Running external commands in parallel

This is likely a concurrency beginner question that can be answered with a pointer to the right tool. I’m just having a bit of trouble navigating all the available options for concurrency: threading, multiprocessing, asyncio, concurrent.futures, trio, …

I have a number of files of varying sizes that I want to process using a command, let’s call it processit. I can do that using subprocess.run in a for loop, but this is sequential.

for file in files:
    subprocess.run(['processit', file])

I can also use subprocess.Popen to do this in parallel:

processes = [subprocess.Popen(['processit', file]) for file in files]
for p in processes:
    p.wait()

Am I right that this will use all available CPUs? And am I right that if I have, say, 2000 files, it is better to control the parallel execution myself instead of asking the system to do the scheduling?

If so, what is the easiest tool to do so? Of course I can split the files in chunks, and iterate over these chunks to run processit in parallel within a chunk. But if a chunk gets one very large file and otherwise small files, the CPUs that were assigned the small files will remain idle while waiting for the large file. I’d like to do better and assign a file to each CPU as soon as it is idle.

PS: I can answer my question by explicitly managing the processes (using poll() and such), but I guess there is an stdlib tool for this.

By Jean Abou Samra via Discussions on Python.org at 02Aug2022 23:01:

This is likely a concurrency beginner question that can be answered
with a pointer to the right tool. I’m just having a bit of trouble
navigating all the available options for concurrency: threading,
multiprocessing, asyncio, concurrent.futures, trio, …

I have a number of files of varying sizes that I want to process using a command, let’s call it processit. I can do that using subprocess.run in a for loop, but this is sequential.

for file in files:
   subprocess.run(['processit', file])

I can also use subprocess.Popen to do this in parallel:

processes = [subprocess.Popen(['processit', file]) for file in files]
for p in processes:
   p.wait()

Am I right that this will use all available CPUs? And am I right that
if I have, say, 2000 files, it is better to control the parallel
execution myself instead of asking the system to do the scheduling?

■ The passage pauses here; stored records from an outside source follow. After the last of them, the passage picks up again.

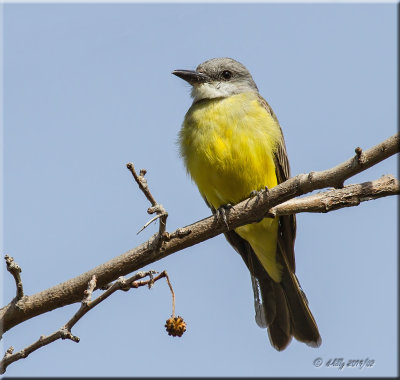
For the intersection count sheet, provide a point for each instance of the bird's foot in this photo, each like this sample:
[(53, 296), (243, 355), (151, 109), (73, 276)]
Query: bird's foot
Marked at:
[(256, 194), (221, 213)]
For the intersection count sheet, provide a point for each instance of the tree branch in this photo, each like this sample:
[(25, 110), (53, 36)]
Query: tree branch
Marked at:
[(86, 305), (15, 271), (248, 211), (348, 196)]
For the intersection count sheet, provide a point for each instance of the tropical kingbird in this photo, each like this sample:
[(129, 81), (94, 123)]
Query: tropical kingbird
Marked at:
[(233, 146)]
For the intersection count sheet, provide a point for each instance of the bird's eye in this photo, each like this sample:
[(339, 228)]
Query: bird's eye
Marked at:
[(226, 74)]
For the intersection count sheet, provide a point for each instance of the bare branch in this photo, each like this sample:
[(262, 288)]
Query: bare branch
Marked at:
[(155, 207), (15, 270), (350, 195), (248, 211), (65, 331)]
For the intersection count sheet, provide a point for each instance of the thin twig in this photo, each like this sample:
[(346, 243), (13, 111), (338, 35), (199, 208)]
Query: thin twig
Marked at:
[(65, 331), (15, 270), (155, 207), (149, 222), (151, 282)]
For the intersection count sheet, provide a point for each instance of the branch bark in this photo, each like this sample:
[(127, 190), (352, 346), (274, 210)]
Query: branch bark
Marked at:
[(248, 211)]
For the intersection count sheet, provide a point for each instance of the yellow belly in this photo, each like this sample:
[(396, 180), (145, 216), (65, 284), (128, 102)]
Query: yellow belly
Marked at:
[(227, 145)]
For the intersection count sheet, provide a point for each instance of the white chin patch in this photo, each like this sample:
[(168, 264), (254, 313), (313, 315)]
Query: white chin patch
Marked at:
[(213, 90)]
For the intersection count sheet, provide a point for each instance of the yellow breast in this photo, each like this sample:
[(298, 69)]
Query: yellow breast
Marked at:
[(228, 145)]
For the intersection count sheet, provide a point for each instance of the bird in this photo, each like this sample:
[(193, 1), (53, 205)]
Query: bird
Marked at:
[(233, 147)]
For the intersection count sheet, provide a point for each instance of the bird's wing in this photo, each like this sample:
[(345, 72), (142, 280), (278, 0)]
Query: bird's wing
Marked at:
[(287, 223)]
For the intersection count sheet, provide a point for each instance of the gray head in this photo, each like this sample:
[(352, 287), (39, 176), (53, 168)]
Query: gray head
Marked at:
[(218, 77)]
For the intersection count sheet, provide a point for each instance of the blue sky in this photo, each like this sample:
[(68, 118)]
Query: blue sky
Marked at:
[(88, 88)]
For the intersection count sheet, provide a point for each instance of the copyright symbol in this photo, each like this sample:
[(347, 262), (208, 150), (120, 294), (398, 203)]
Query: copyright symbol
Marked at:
[(317, 362)]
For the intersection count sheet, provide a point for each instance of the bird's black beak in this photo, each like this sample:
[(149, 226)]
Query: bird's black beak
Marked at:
[(192, 77)]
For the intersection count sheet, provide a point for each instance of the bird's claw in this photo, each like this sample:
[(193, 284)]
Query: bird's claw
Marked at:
[(221, 212), (256, 194)]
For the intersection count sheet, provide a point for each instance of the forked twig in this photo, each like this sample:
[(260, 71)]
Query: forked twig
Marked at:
[(155, 207)]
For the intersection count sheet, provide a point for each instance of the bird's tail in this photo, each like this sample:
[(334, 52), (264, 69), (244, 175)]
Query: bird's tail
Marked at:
[(284, 311)]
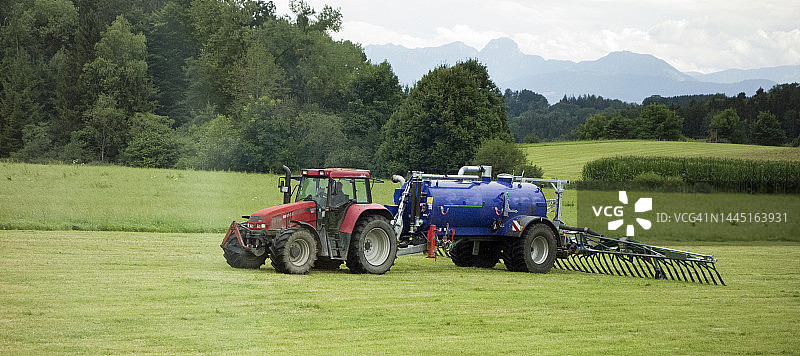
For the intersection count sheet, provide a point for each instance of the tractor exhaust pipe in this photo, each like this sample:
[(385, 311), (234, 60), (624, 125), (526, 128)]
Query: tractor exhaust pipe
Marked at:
[(287, 187)]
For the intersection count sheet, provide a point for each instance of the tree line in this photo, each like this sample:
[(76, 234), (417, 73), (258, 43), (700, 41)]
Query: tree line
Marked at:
[(232, 85), (226, 85)]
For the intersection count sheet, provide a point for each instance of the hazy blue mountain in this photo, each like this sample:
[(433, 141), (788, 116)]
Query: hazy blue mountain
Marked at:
[(781, 74), (410, 64), (622, 75)]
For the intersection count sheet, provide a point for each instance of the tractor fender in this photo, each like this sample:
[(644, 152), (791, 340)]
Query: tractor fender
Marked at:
[(323, 243), (355, 212), (529, 220)]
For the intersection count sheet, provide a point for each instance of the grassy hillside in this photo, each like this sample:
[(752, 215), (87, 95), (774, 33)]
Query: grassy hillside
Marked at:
[(77, 197), (81, 292), (564, 160)]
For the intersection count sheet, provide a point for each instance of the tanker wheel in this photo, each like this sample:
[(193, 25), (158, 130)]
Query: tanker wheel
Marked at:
[(534, 251), (373, 246), (461, 254), (238, 257), (326, 263), (488, 254), (294, 251)]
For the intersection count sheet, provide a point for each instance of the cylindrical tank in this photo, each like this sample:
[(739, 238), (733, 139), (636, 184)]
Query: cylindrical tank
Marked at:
[(476, 207)]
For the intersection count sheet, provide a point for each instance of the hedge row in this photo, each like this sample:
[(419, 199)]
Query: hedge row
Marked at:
[(736, 175)]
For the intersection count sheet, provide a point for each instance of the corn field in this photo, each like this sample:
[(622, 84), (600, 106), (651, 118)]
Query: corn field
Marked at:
[(735, 175)]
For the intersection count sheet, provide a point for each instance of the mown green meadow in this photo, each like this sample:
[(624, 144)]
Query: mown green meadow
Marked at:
[(564, 160), (79, 292), (146, 275), (113, 198)]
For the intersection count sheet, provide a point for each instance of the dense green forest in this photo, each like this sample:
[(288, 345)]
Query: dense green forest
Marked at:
[(205, 83), (231, 84)]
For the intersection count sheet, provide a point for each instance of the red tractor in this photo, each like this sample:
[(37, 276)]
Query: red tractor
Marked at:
[(332, 220)]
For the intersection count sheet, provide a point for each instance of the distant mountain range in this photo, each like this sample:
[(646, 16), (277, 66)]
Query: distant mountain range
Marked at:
[(627, 76)]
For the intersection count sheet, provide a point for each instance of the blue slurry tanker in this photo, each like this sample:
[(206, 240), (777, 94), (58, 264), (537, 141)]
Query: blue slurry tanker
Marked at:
[(474, 220)]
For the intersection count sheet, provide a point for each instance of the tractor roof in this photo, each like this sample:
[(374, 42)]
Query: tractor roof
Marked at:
[(336, 173)]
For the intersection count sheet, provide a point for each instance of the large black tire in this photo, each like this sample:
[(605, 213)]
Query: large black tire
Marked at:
[(326, 263), (461, 254), (293, 251), (238, 257), (373, 246), (534, 251)]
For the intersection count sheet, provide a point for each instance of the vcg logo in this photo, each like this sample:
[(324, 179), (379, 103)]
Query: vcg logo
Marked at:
[(642, 205)]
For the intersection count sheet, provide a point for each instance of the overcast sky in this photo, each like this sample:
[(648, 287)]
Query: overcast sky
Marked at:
[(692, 35)]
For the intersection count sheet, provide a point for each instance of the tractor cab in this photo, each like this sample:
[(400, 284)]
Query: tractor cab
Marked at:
[(334, 187)]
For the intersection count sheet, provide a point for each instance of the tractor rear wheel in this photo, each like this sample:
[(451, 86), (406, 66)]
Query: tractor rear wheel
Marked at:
[(534, 251), (373, 246), (326, 263), (294, 251), (238, 257)]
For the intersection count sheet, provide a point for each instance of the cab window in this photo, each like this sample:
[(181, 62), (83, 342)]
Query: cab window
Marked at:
[(362, 195), (312, 189)]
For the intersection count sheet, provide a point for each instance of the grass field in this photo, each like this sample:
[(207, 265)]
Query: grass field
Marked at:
[(77, 197), (114, 292), (82, 292), (564, 160)]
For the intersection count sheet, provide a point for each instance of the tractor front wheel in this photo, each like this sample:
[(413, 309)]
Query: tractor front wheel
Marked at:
[(294, 251), (373, 246)]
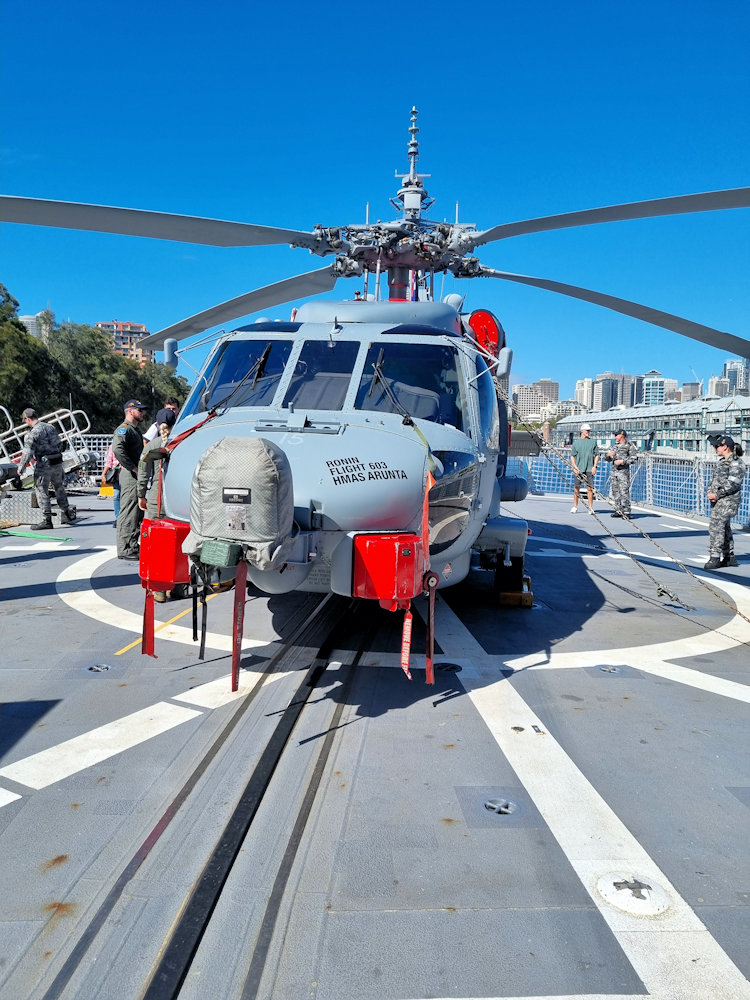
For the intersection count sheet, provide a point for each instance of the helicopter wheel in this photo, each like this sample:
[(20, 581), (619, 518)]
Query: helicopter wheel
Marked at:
[(509, 579)]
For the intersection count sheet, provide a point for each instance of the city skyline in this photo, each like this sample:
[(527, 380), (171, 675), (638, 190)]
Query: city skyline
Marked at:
[(596, 105), (719, 374), (610, 389)]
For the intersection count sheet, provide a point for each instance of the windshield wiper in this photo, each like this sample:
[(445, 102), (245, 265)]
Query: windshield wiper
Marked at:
[(378, 376), (261, 365), (254, 370)]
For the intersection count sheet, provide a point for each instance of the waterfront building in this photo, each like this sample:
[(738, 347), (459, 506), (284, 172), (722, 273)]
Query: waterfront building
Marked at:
[(125, 338), (562, 408), (657, 389), (676, 429)]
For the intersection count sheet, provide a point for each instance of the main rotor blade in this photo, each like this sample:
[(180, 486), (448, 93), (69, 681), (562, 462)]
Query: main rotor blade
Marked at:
[(696, 331), (135, 222), (709, 201), (311, 283)]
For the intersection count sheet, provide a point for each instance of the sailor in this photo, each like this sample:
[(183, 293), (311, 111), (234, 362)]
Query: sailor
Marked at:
[(127, 445), (584, 457), (42, 443), (151, 495), (724, 496), (622, 455), (167, 415)]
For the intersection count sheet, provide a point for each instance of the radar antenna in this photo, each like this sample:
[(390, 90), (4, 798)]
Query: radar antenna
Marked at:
[(412, 197)]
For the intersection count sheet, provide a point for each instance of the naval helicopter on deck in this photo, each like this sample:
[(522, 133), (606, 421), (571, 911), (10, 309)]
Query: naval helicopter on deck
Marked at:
[(359, 448)]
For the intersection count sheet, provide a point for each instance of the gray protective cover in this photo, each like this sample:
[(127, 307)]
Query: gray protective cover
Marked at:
[(242, 492)]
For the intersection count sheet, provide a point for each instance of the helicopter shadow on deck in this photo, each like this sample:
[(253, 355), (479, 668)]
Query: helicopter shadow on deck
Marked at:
[(566, 597), (377, 690)]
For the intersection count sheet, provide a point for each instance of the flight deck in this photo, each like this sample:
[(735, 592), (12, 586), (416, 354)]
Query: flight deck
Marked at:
[(564, 813)]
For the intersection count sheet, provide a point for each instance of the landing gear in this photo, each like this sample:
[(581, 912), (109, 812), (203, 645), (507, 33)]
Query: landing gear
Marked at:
[(508, 579)]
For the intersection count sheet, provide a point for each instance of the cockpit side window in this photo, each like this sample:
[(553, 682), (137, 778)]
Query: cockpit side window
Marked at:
[(420, 379), (322, 375), (243, 373), (488, 416)]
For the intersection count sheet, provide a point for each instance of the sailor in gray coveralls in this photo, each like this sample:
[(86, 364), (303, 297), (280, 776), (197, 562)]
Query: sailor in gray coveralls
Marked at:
[(43, 444)]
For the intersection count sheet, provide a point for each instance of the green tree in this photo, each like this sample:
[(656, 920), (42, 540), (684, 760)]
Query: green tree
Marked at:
[(80, 368)]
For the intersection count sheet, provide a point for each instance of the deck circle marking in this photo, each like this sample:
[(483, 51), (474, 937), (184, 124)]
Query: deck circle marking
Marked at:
[(75, 587), (633, 895)]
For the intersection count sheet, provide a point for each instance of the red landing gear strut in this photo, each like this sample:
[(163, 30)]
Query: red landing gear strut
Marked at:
[(430, 582)]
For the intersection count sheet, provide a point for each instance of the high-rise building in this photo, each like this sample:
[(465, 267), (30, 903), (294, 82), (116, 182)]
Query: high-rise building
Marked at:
[(736, 371), (671, 390), (125, 338), (653, 387), (528, 401), (584, 393), (38, 326), (718, 386), (605, 393), (547, 389), (690, 390)]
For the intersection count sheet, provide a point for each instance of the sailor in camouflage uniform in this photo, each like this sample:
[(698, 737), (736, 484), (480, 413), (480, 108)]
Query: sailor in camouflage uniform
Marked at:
[(724, 493), (127, 445), (622, 455), (42, 443)]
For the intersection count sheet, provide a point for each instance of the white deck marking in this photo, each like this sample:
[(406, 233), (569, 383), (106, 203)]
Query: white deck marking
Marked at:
[(76, 590), (6, 797), (674, 955), (214, 694), (40, 547), (48, 766)]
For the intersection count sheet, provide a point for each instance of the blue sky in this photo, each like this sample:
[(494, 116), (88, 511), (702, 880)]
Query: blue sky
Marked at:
[(298, 114)]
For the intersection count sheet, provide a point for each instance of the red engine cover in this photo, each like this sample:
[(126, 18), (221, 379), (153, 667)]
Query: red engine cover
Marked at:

It is probably better to manage the concurrency yourself, even if you
have to hand tune the number of parallel tasks. Ifyou hand them all off
the the OS it will try to run them all and at a point, probably well
under 100 processes, aggregate performance will degrade.

Personally I do this with Threads and a Semaphore.

Remark: because all the work is being done in subprocesses, the OS can
use the CPUs as much as it likes. Python spends almost all its time
blocked waiting for subprocesses or Threads, so it does not need much
CPU at all.

So dispatch is like (totally untested, but I have similar real world
code):

sem = Semaphore(8)   # pick a threshold here

def dispatch(sem, argv, **kw):
    with sem:
        run(argv, **kw)

Ts = []
for file in files:
    T = Thread(target=dispatch, args=(sem, argv), kwargs=some_run_kw_options_here)
    T.start()
    Ts.append(T)

for T in Ts:
    T.join()

Note that this spawns a Thread per file but caps the OS processes. So
many many Threads but only a max of 8 subprocesses.

You can cap the Threads as well (Python Threrads map to real OS level
threads, so this can be important). Something like:

sem = Semaphore(8)   # pick a threshold here

def dispatch(sem, argv, **kw):
    try:
        run(argv, **kw)
    finally:
        sem.release()

Ts = []
for file in files:
    sem.acquire()
    T = Thread(target=dispatch, args=(sem, argv), kwargs=some_run_kw_options_here)
    T.start()
    Ts.append(T)


for T in Ts:
    T.join()

This prevents making more than 8 Python Threads at a time by blocking
the Thread creation with the semaphore; you just move acquire to the
loop and the release stays in the dispatch function.

Cheers,
Cameron Simpson cs@cskk.id.au